The Weekly Digest (June 16, 2024)
Happy Father’s Day, Briones!
Here’s what you need to know about San Francisco politics this week and beyond:
City Hall
Monday, June 17 at 10am: Regular meeting of the Rules Committee (agenda here):
The numbered agenda items for this meeting are a series of ho-hum nominations to various committees. The real action is on page five, which lists legislation under the 30-day rule. This rule provides that when a proposed ordinance or resolution would create or revise major city policy, it shall not be considered until at least thirty days after the date of introduction. These items include:
240495: A proposed ballot measure to establish a new elected position: Director of the Department of Police Accountability. Currently, this individual is nominated by the mayor and confirmed by the supervisors, but the proposal would create an elected position along the lines of city attorney, district attorney, etc. We note a curious job requirement for the position, which is responsible for investigating complaints against officers and would presumably require some knowledge of policing: “this individual shall have never been a uniformed member or employee of the Police Department.”

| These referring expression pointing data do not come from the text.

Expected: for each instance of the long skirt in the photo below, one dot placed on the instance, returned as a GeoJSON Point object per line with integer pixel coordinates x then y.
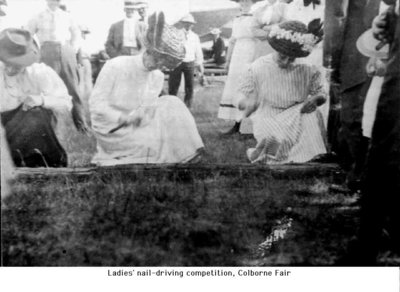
{"type": "Point", "coordinates": [7, 166]}
{"type": "Point", "coordinates": [167, 134]}
{"type": "Point", "coordinates": [296, 137]}
{"type": "Point", "coordinates": [243, 55]}
{"type": "Point", "coordinates": [31, 138]}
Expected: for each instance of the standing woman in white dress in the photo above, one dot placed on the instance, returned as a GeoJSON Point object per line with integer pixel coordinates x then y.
{"type": "Point", "coordinates": [246, 33]}
{"type": "Point", "coordinates": [248, 42]}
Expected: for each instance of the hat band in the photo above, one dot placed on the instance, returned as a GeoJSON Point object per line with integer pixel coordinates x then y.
{"type": "Point", "coordinates": [307, 41]}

240546: A charter amendment to modify the redistricting process for Board of Supervisors districts by creating an independent redistricting task force responsible for adopting supervisorial district boundaries. Our pals at ConnectedSF are calling foul on this one.
Thursday, June 20 at 10am: Special meeting of the Budget and Appropriations Committee (agenda here):
Item 2 — Hearing to consider the Mayor's proposed budget for fiscal years 2024-2025 and 2025-2026.
Action item
Join Stop Crime Action in calling for much-needed reforms to Proposition 47.
Happenings around town
Ingleside, Tuesday, June 18, 6-7pm
Southern District, Tuesday, June 18, 6-7pm
Central District, Thursday, June 20, 5-6pm
What we’re reading
Remember the Dolores Hill Bomb of July 2023? Depending on who you ask, this was either a “spectacle of danger,” an “underground flash mob,” and “battle of stunts” in which “hundreds of individuals illegally blocked streets and sidewalks on Dolores Street to enable skateboarders to ‘bomb’ and perform tricks down the steep incline … creat[ing] a substantial risk of harm to participants, pedestrians, and residents” (City Attorney David Chiu) or it was “an informal event … typically organized by high school students … an expression of San Francisco’s youth skateboarding culture and values … a way of reclaiming the urban landscape,resisting attempts to regulate it and to mold it into a mainstream sport” (class action plaintiffs). This week, a federal judge ruled that civil lawsuits by three minors who were arrested that night can go forward, potentially exposing the city to big-money damages. While the events of that day are in dispute, we noted while watching this interactive play-by-play on Mission Local’s website that (1) police barricaded Dolores Street between 3-4pm (pro tip: police barricades = a hint that one should not cross); (2) the first arrest occurred at 7:10pm, at which time the crowd started to throw objects, including glass bottles and fireworks, at officers; (3) police issued the first order to disperse at 7:15pm; and (4) at 7:35pm there were reports of gunshots and a group swarmed a Muni light-rail train, causing $70,000 in graffiti damage. The fact that teens were arrested at 8:30pm, over an hour after the police ordered the crowd to disperse and a participant spat at an officer, seems … not unreasonable? Worth noting: the district attorney didn’t bring charges against these kids, and they would have remained anonymous had their parents not chosen to seek compensation.
Our favorite Nonprofit Truthteller Sanjana Friedman does it again with “Oakland Defund Movement is Starting to Look a Lot Like Fraud,” an investigation of Lateefah Simon, the Kamala Harris protege who is on track to win a House seat this November. This seems important: “Between 2016 and 2023, Simon leveraged her access to millions of funding dollars while president of the Akonadi Foundation, a Bay Area ‘racial justice grantmaking’ nonprofit … to funnel money to a small circle of activists, who seem to have taken hundreds of thousands of dollars in personal kick-backs while working to defund the Oakland Police Department (OPD) of $18 million.”